對於這件事,我從未懷疑過杜嫣然,而這理由也十分簡單,我是否能夠生兒育女,非但不會為她帶來一點的好處,那做了,還承擔著如此大的風險。
“你知道什麼?”我衝著杜嫣然怒吼!
此刻的房遺直驚慌的抓著杜嫣然的肩膀:“嫣然,究竟是怎麼回事?”
杜嫣然含淚望著房遺直,滿眼的辛酸和委屈,她默然的點頭:“沒錯,那玉枕是我指使芸娘偷的,那芸娘在公主的管束下,受了委屈,固然心有不甘。我便抓住她的心思,讓其為我做事!”

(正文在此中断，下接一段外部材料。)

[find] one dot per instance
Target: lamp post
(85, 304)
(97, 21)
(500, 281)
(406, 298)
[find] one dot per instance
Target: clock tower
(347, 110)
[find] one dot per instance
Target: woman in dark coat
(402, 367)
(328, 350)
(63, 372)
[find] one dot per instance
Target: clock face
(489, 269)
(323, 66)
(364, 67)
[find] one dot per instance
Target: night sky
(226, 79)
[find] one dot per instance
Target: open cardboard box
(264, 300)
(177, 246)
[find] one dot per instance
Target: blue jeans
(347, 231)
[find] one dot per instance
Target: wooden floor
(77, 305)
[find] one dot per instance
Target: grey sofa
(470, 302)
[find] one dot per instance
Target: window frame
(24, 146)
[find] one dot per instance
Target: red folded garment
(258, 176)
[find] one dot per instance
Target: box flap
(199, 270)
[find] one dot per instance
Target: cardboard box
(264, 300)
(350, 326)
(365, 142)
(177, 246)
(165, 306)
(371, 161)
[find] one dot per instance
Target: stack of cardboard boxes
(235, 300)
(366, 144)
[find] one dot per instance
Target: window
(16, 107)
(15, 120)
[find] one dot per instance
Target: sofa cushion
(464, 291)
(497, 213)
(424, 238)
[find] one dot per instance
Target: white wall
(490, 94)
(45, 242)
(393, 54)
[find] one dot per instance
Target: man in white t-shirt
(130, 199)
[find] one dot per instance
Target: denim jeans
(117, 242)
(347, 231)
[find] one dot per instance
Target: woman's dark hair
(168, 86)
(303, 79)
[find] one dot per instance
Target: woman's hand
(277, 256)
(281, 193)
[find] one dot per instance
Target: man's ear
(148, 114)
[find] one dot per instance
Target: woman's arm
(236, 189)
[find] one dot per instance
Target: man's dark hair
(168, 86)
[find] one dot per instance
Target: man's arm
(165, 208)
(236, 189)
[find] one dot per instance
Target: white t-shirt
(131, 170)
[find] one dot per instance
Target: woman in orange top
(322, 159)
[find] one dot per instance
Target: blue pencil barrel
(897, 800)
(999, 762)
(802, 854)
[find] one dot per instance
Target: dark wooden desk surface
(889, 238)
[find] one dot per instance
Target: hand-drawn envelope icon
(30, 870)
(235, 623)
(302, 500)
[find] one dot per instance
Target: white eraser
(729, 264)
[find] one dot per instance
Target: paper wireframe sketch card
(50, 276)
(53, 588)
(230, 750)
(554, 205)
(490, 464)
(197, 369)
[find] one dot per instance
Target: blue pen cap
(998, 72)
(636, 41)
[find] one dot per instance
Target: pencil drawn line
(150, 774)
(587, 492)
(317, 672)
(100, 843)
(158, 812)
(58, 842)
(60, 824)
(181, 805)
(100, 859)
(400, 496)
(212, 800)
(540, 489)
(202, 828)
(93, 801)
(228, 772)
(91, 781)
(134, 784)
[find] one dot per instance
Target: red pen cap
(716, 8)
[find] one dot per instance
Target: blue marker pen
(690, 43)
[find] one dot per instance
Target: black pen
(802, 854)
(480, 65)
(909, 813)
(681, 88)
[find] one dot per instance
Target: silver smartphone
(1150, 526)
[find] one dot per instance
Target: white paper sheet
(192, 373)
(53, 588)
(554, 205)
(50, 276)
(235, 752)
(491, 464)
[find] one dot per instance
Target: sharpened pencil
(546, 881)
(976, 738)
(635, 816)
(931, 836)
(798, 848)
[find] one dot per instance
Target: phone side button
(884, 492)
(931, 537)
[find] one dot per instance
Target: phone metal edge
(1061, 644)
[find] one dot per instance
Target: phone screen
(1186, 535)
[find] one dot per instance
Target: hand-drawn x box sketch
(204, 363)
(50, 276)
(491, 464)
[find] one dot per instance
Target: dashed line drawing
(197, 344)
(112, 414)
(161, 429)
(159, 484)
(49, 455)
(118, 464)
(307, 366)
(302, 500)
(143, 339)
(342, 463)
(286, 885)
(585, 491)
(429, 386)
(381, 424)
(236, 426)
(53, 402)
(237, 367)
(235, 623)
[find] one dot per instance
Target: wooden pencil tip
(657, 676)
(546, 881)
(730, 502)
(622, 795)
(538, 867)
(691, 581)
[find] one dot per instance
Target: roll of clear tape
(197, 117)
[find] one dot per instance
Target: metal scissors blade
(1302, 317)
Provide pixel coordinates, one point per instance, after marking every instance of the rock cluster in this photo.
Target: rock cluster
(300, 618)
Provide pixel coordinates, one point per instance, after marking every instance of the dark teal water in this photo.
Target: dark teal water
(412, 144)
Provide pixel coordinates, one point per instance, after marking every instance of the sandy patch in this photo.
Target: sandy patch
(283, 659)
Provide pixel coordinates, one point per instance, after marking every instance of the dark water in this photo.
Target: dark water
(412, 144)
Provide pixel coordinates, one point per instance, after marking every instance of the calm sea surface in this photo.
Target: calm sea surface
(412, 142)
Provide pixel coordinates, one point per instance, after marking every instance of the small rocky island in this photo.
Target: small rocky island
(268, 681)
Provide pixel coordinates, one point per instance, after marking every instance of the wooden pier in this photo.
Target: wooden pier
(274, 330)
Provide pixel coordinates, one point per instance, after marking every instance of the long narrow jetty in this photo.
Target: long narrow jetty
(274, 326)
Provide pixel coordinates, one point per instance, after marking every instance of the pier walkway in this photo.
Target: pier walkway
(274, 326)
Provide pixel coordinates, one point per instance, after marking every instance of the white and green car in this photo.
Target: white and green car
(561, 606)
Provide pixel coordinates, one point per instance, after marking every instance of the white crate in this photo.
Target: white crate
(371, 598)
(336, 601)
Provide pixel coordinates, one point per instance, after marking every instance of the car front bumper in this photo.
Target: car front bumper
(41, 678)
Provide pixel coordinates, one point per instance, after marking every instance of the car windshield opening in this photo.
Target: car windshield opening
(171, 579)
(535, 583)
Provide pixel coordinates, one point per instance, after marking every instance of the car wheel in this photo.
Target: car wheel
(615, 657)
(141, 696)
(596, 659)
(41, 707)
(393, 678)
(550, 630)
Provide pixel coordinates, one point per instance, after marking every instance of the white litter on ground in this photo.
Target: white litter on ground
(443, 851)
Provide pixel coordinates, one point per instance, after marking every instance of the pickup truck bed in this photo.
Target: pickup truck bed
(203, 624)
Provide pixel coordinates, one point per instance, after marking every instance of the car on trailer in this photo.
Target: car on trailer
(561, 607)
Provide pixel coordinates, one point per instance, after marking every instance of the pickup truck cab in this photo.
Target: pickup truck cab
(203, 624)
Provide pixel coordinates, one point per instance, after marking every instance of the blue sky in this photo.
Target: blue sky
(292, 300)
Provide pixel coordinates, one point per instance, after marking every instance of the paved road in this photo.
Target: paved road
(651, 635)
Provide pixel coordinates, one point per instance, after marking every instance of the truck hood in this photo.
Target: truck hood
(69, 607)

“你為何這麼做?如今父親已去,我與遺愛終究要分家,你還有什麼好爭的?”房遺直問。
“爭?”杜嫣然心灰的看向我,“你們都以為我在爭嗎?”
“你為何如此的恨我?”我問。
“為何恨你!”杜嫣然撕心的沖我大喊,“你是公主,你嫁到房家,就能帶給房家至上的榮耀!我雖然嫉妒,但總不至恨你,可當初我發現,我的丈夫,我畢生所愛。”她轉頭看著房遺直,眼神憤恨而悲悽,“他竟然在入夢之時喊著你高陽的名字!你說!我該不該恨你!我該不該恨你!”
無可否認,杜嫣然的一番話著實驚到了我!而那句房遺直在入夢之時喊我的名字,也著實噁心到了我!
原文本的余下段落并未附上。